Housing finance reform may be making its long-awaited comeback on Capitol Hill. In recent weeks, the Senate Banking Committee has held a series of hearings on the subject, three years after the committee‘s initial attempt at crafting legislation. The Trump Administration insists reform legislation is one of its top priorities.

The fact that Fannie Mae and Freddie Mac will each have zero capital come Jan. 1, 2018, should also help focus the minds of those on Capitol Hill. 

With momentum for reform slowly building, lawmakers should consider three critical points:

First, the demographic make-up of America is rapidly changing, with important implications for the type of housing finance system our nation will require. While much of the focus of reform is directed at “single-family” homeownership, the demand for rental homes will be the dominant force in the housing market for the foreseeable future. According to Urban Institute projections, 62% of new housing demand will be rental during the decade of 2010 to 2019, while 56% will be rental during the 2020s. That’s a sharp reversal from past decades when demand for ownership housing far exceeded that of rental housing.

Demographic forces are driving this new “rental-centric” dynamic. The U.S. is becoming more racially and ethnically diverse. Millions of young Millennials who had doubled up with roommates or lived with parents are also now striking out on their own to form households, a trend that will strengthen over time. Unable to meet down payment and mortgage underwriting requirements, rental homes will be the only viable short-term housing option for many of these younger, more diverse households.

Compounding these two trends will be the aging of the 75 million Baby Boomers.  Not surprisingly, some older homeowners will seek to downsize by moving into smaller, more manageable rental units.

The bottom line is that demand for rental housing, already strong as demonstrated by historically low vacancy rates, will intensify even more in the coming years. In response, the nation’s housing finance system must provide sufficient liquidity and resources to the rental sector of the housing market.

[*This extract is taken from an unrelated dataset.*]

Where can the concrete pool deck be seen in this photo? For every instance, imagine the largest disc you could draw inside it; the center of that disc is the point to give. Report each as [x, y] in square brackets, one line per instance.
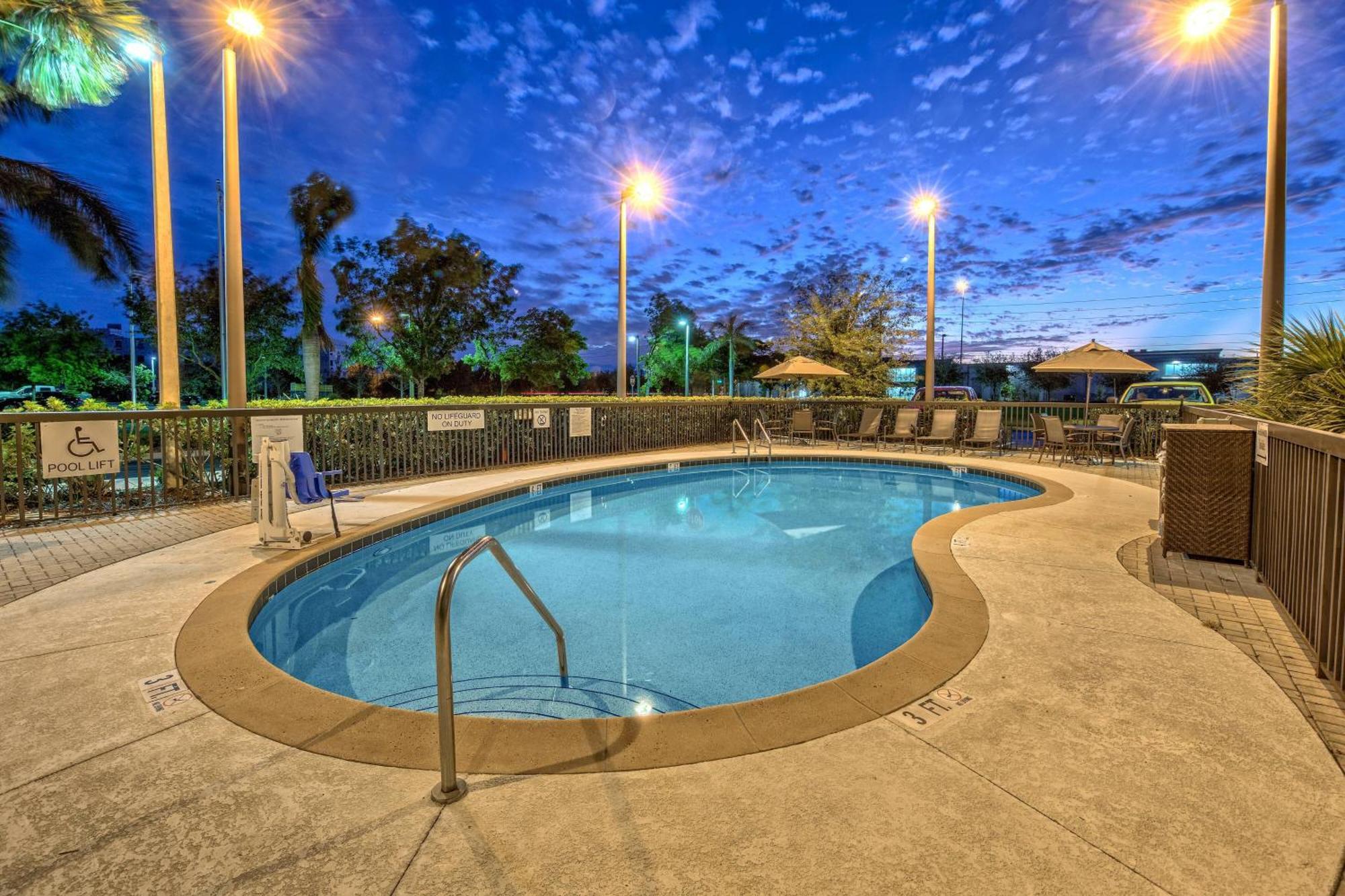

Second, a continued government presence is necessary to finance multifamily rental properties, particularly during economic downturns. A government guarantee that protects against “catastrophic risk” helps ensure a vibrant secondary market for multifamily securities that provides critical capital for new rental construction. Without this guarantee, many investors would flee the market and liquidity would dry up. Fannie and Freddie, along with the Federal Housing Administration, have also performed a vital ”countercyclical” function, providing much-needed liquidity during periods of market disruption like we experienced in 2008.

Notably, the multifamily businesses of Fannie and Freddie remained profitable during the single-family subprime crisis, and the multifamily loans they backed experienced relatively low default rates. Over the years, loans supported by the two institutions have helped finance tens of thousands of apartments for working and lower-income families. As they create a new system for multifamily finance, lawmakers must heed the injunction, “Do no harm.”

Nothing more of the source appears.